Я помолчал, размышляя, стоит ли объяснять суть вещей, или мне лень, но решил, что раз уж зашли так далеко...
- Не переживай, Ансельм. Я тебе сейчас расскажу всю правду. Кстати, часть правды состоит в том, что я не могу лгать. Но это лишь следствие более глобальной истины.
Года зажгла свечи, а потом положила руки на стол, уткнулась в них подбородком и тоже приготовилась слушать.
- Пожалуй, так будет понятнее... У вас в деревне считают, что, чтобы после засухи пошел дождь, жрецы должны провести какой-то ритуал.
Года скептически подняла бровь. Я сделал вид, что не замечаю, и продолжил:
- Так вот, это относится не только к дождю. Ко всему. К наступлению весны. Восходу солнца. Падению осенних листьев с клена.
Ансельм смотрел на меня с пристальным вниманием. И я отчеканил:
- Этот жрец - я. Только ритуалов никаких нет.
- Как так?
- Ну вот так. Все, что я скажу, сразу же воплощается в реальность. До тех пор пока мы не рассказали твою историю, у тебя не было прошлого. Оно возникло в тот же миг, как мы ее придумали.
Внезапно наступила ночь. Холодный ветер подул в окно. Моя подруга встала и закрыла его.
- Но ведь я помню прошлое! - гость начал приходить в себя. - Я помню...
-...Как ты играл с сестренкой на заднем дворе, а ворон украл у нее колечко? Или как заблудился в лесу и встречал рассвет в горах у водопада?
Гость ошеломленно замолчал. А я подвел итог:
- Ты возник в тот момент, когда постучал в нашу дверь. А твои воспоминания возникают сейчас, в тот момент, когда я о них говорю.
- Но... - Ансельм собрался с мыслями: - Но если бы я вспомнил раньше, чем ты сказал? Что тогда?
- Хороший вопрос, - улыбнулся я. - Начинаешь понимать. Если бы успел вспомнить, все было бы именно так, как вспомнил бы ты. И как сказал.
Юноша задумался. Ветер за окном усилился. Шквалом налетел дождь и застучал по стеклу нервными пальцами. Поймав взгляд Ансельма, я успокоил его:
- Ничего, к утру прояснится.
Года подошла и села с нами.
- А она, выходит, жрица?
Девушка кивнула.
- И много таких, как вы?
- Знаешь, чем интересен твой вопрос? - я говорил медленно, тщательно подбирая слова. - Что бы я ни ответил, так и будет.

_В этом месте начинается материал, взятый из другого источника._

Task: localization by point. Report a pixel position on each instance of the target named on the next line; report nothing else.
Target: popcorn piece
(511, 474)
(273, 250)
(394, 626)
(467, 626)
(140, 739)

Этим вопросом ты заставляешь меня выбрать одну из альтернатив. А значит, сам ее создаешь.
- Но я же не жрец, я не могу...
- Помнишь, если бы ты успел сказать, то все было бы по-твоему?
Гость задумался. Пока он осознавал свои возможности, я налил всем чаю.
- Так что, - неуверенно произнес Ансельм, - достаточно мне сказать, что у меня есть мешок золота, и...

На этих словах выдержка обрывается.